The most common reasons for visiting a pediatric ND included well child visits, upper respiratory tract infections, allergies, skin disorders, and mental health conditions. Of the pediatric ND visits, 24% were for treatment of chronic disorders, especially for care seen by the medical profession as controversial, such as for ADHD, or of limited benefit, as with autism.

Among the office visits by children under 2 years of age, only 18.6% of the children were provided childhood immunizations, and only 27.3% of children 2 to 5 years of age.

“Based on the recommended periodicity for health supervision visits to pediatricians and the current immunization schedule, it is likely that vaccines are provided at greater than 50% of health supervision visits for children under 2 years old to conventional providers. This suggests that there may be ambivalence regarding vaccinations among pediatric NDs and/or the parents of their patients,” said the authors. Previous surveys have found 12 out of 15 NDs do not actively make recommendations for immunizations, they noted.
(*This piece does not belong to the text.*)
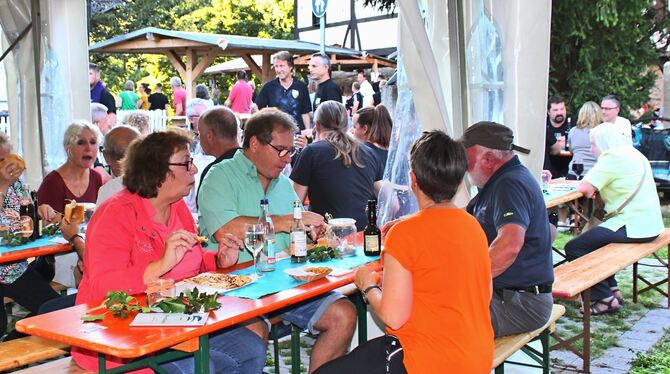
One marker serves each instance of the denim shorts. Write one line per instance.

And, while NDs are licensed to prescribe antibiotics in Washington state, the authors found no antibiotics were prescribed for any of the 65 children presenting with upper respiratory infection symptoms. This compared to another study of Washington pediatricians which found antibiotics prescribed for 46% of patients under 3 years of age presenting with URI symptoms, although some argue antibiotics are overused.

Both studies published in Pediatrics were small surveys, with the inherent precautions of such methodologies, but parents and pediatricians may find them a helpful segue to talk and explore the use of alternatives for the protection of children in their care.